This study conducted three tests to evaluate how company culture and stock performance might be linked. This includes:
- Whether companies on Glassdoor’s “Best Places to Work” list and Fortune’s 100 “Best Companies to Work For” list outperform the overall stock market through three possible portfolios.
- Whether being named to the annual Glassdoor list affects short-term stock prices.
- Whether being low rated according to company reviews on Glassdoor is associated with lower stock returns than the overall stock market.
Key Findings
- Based on three different portfolios, we find companies named to Glassdoor’s “Best Places to Work” list broadly outperformed the S&P 500 from 2009 to 2014. A simple portfolio of each new class of winners exhibits higher returns than the overall market in 5 out of the past 6 years.
- Since 2009, a portfolio of Fortune’s “Best Companies to Work For” companies outperformed the S&P 500 by 84.2 percent, while a similar portfolio of Glassdoor’s “Best Places to Work” outperformed the overall market by 115.6 percent.

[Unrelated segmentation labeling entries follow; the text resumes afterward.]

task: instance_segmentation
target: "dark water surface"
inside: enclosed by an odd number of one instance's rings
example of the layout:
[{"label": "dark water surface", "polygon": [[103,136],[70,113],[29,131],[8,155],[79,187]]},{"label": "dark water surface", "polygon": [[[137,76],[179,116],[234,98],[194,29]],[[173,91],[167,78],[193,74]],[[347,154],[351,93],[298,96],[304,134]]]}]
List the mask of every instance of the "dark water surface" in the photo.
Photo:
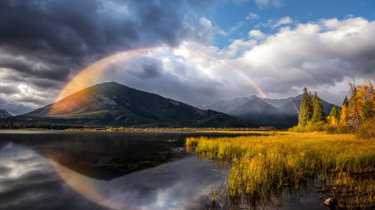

- Using a method known as an “event study” we find being named a “Best Place to Work” leads to a roughly 0.75 percent jump in stock returns during the ten days after the announcement—a small but statistically significant effect.
- As a robustness check, we examined stock returns among public companies with the lowest employee ratings on Glassdoor. We find a portfolio of the 30 lowest-rated public companies on Glassdoor broadly underperformed the market from 2009 to 2014.
- These results suggest an important economic link between company intangibles, such as employee satisfaction, and broader financial performance among large publicly held companies.